# This will make you do a double take



## huntingbuddy (Sep 10, 2007)

I am not really sure where to post this, since it more weird I decided to post it here, but apparently there is a cat in Mass that has two faces. When I saw the picture I had to do a double take. Here is the link http://www.ksl.com/?sid=17446906&nid=711

I saw this picture on my facebook after I saw the article and it reminded me of Bax and the wonderful relationship he has with his cat. So since we are talking about cats. Here ya go. Lets see what kind of captions you guys can come up with for this photo. (Sorry this is like two posts in one.)


----------



## Loke (Sep 7, 2007)

Where did you get that picture of Bax*?


----------



## Ifish (Aug 22, 2008)

huntingbuddy said:


> Lets see what kind of captions you guys can come up with for this photo.


"One more move, and the kitty gets it!"


----------



## Wind In His Hair (Dec 31, 2009)

"Ladies and gentlemen, welcome to my underground lair.
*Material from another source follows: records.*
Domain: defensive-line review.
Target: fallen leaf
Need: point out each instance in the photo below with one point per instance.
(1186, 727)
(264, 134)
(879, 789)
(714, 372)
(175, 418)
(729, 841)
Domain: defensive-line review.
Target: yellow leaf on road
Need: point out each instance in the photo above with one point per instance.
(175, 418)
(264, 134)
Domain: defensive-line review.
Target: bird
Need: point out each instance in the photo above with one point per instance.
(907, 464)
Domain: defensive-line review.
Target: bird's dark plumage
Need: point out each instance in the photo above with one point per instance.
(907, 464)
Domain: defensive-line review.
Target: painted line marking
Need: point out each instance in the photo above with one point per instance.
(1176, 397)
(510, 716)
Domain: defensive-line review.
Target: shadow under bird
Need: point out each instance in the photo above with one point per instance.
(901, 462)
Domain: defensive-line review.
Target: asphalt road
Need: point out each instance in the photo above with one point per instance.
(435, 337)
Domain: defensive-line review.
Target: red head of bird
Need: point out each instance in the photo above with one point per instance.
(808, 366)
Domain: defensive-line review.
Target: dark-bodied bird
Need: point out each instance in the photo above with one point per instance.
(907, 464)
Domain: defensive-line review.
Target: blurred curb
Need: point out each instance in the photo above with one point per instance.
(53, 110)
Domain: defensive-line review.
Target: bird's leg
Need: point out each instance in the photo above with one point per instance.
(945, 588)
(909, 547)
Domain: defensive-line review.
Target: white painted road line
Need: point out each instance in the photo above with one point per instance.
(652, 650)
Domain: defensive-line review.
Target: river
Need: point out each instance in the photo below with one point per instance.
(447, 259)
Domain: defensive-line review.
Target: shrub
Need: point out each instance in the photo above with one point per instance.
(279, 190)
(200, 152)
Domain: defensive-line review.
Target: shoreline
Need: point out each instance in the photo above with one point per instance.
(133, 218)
I have gathered here before me the world's deadliest assassins, and yet each of you has failed to kill Austin Powers. That makes me angry. And when Dr. Evil gets angry, Mr. Bigglesworth gets upset. And when Mr. Bigglesworth gets upset... people DIE!


----------



## JuddCT (Sep 7, 2007)

"And for each cat you buy we throw in a free machine gun!"


----------



## REPETER (Oct 3, 2007)

"Alright kitty, let's find us some more mice for my head." ~sinister laugh~


----------



## Chaser (Sep 28, 2007)

"This will be the last time they call us Pu$$ies!"


----------



## troutwhisperer (Jan 1, 2009)

rotfl Chaser.


----------